Investigators need to be familiar with all the ins and outs of social media sites in order to best help their clients. For example, through social media we’ve tracked down witnesses for litigation and beneficiaries of wills and trusts. Social media is a great tool for uncovering evidence of adultery in a divorce case. In addition, social media can provide evidence of intellectual property infringements or corporate policy violations.
Unfortunately, keeping up with the changes in social media technology may be easier than keeping up with the changes in Internet law. The legal community and the courts are still trying to figure out how social media, free speech, legal ethics and privacy laws intersect. In fact, it seems like every other week there is an important judicial decision or ethical ruling regarding how social media can and cannot be used in legal and corporate investigations.

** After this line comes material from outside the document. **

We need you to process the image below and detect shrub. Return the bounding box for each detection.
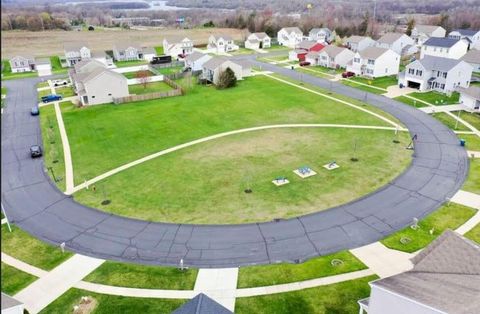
[217,67,237,89]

Case in point: earlier this month a federal judge in California significantly curtailed the social media postings that defendant Home Depot could obtain in an unlawful termination case brought by a former employee. The Southern California magistrate judge explained that the federal rules dictating that electronic document requests be specific and directly relevant to the lawsuit apply to social media postings as well. Therefore Home Depot’s expansive request for all posts that reveal the plaintiff’s emotional state and every photograph she posted on her social media accounts was impermissibly broad.
So what sort of social media information can investigators working for attorneys obtain for their clients? State Bar associations have been wrestling with this issue for the past several years. The general consensus appears to be that any information that a user made publically available to all members of a network can be obtained without restriction. (see the NYSBA Opinion #843 (9/10/2010) and Philadelphia Bar Opinion 2009-02 (March 2009)) This means that everything is fair game if the user’s privacy settings are turned off.
But what happens if the social media user has privacy settings that block access to anyone who is not a “friend?” In those cases clients will ask if we can overcome this pesky restriction and friend the person using an alias. Our answer is always an unequivocal “No, we can’t.”
Legal ethics decisions dictate that neither an attorney nor an agent working on their behalf, like an investigator, can gain access to any secure information if doing so requires either directly or indirectly deceptive behavior. This means an investigator can’t use an alias and pretend to know the social media user in order to be deemed a “friend” and be granted permission to otherwise restricted information.
Keep in mind that even if the investigator does not use an alias, the act may be deemed unethical. This is because the investigator has omitted a material fact to the social media user–namely that they were being contacted solely to obtain information for an attorney to be used in a pending matter.
The issue is much more complicated if the social media user is a represented or unrepresented party in a pending litigation. If the person is a represented party, then under no circumstances can they be contacted without the prior consent of their lawyer. And if they are unrepresented, then the lawyer can’t claim that they are disinterested in the issue at hand. Furthermore, if the user is unrepresented, the lawyer has an obligation to correct any misunderstandings as to their role and to ensure that they don’t offer any legal advice if the social media user’s interests conflict with those of the attorney’s client.